Mercava platform touting itself as future of Jewish education
Published January 15, 2014
NEW YORK (JTA) — An Israel-based nonprofit boasts staff and board members from brand-name companies like Facebook and Disney. Its splashy fundraising video promises a customizable online platform for Jewish learning with a comprehensive digital library of Judaic texts featuring translations, links to related sources, maps and videos.
But is Mercava the future of Jewish education or mere vaporware, the tech term for overly hyped software that never fully materializes?
Founded with $1.5 million in private donations raised primarily in Brooklyn’s Syrian Jewish community, Mercava hopes to raise another $1.5 million from North American Jewish foundations and federations. The goal, CEO and co-founder Yehuda Moshe said, is to make Jewish wisdom, culture and values “not just affordable and accessible, but also relevant to modern life and attractive in this media-rich and entertainment-driven age.”
The project remains a work in progress. Until late December, when its 8 1/2-minute fundraising video began circulating online, even American Jewish education leaders at the forefront of technology-based learning were unaware of its existence.
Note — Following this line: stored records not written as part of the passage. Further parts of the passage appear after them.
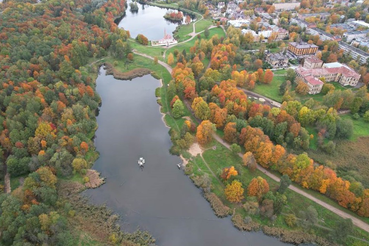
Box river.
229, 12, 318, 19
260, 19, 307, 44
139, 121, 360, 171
85, 69, 289, 246
118, 1, 193, 40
But in recent weeks, Mercava has sparked discussion in some Jewish education forums over whether the project is just a lot of hype, if it has involved enough educators in the planning process and whether it will offer something new and useful. Others have raised concerns about the scarcity of women in the group’s promotional video. All of Mercava’s executives and board members are men, many of them Orthodox and Syrian.
“We can’t waste our resources on partial solutions developed in a vacuum,” Kohelet Foundation President David Magerman wrote on a popular Jewish education listserv. “We need to plan these kinds of projects with broad-based discussion and support, so the product is acceptable and usable by as many as possible.”
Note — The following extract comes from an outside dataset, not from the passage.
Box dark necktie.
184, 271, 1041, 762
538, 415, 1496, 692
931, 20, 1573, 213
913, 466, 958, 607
Mercava is hardly the first piece of Jewish educational technology, but it may be the most ambitious. A start-up called Sefaria has begun enlisting volunteers to help put the entire Jewish canon online. The publisher Behrman House makes its textbooks available in digital form. And Israel’s Center for Education Technology has helped develop interactive textbooks for use in Jewish day schools.
But none match Mercava in the sheer breadth of features, services, texts and other media it plans to make available in one central hub. The scale of the site’s ambitions is evident in its marketing rhetoric, which touts the project as “the biggest thing to happen to Talmud since Talmud.”
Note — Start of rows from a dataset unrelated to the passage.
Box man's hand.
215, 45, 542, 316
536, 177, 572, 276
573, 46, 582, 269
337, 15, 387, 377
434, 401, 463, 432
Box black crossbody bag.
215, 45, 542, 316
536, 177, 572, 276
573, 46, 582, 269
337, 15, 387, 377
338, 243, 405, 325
Moshe said Mercava has been in development for nearly five years and that most of the “underlying work” is done. A basic version of its Daf Yomi program providing free access to the Talmud already is available and has been piloted in almost 100 schools, mostly in Australia and England, he says.
Additional products will begin rolling out in July with the release of 1,000 interactive books in Hebrew and English. A lesson builder tool for teachers will be released soon after.
It is not clear whether Mercava will be open source, but Moshe emphasized that most of its contents will be offered for free.
“Think of it like [Apple’s] app store,” Moshe said. “As much as we can, we’ll make available for free. However, other organizations and companies can build their own products on the platform or integrate existing products, and they can choose whether to make the products available for free or to charge for them.”
Rabbi Tzvi Pittinsky, a Judaic studies teacher at a Modern Orthodox high school in New Jersey and the author of the Tech Rav blog, wrote recently that Mercava may have finally figured out how to bring Jewish education into the digital era.
Pittinsky specifically praised its Talmud app for ease of use with students of varying levels and plans for a lesson building tool that allows teachers to create interactive lessons with guided readings, embedded notes and the option to display or hide translations.
“It might just just be the future of Jewish education,” he wrote.
As to the dearth of women in the Mercava promotional video, Shira Epstein, an education professor at the Jewish Theological Seminary, wrote on a Jewish educators Facebook page that she was “dismayed.” Moshe said that some of the initial funders of the project were women and that more women will be brought on, including as board members, as the project continues.
Rachel Abrahams, a program officer at the Avi Chai Foundation, which has funded numerous Jewish educational technology projects in recent years, said that while her foundation is not investing in Mercava, there’s a need for the kinds of resources and features it is promising.
“They have very big goals,” Abrahams said. “The question is how they get there and will they deliver.”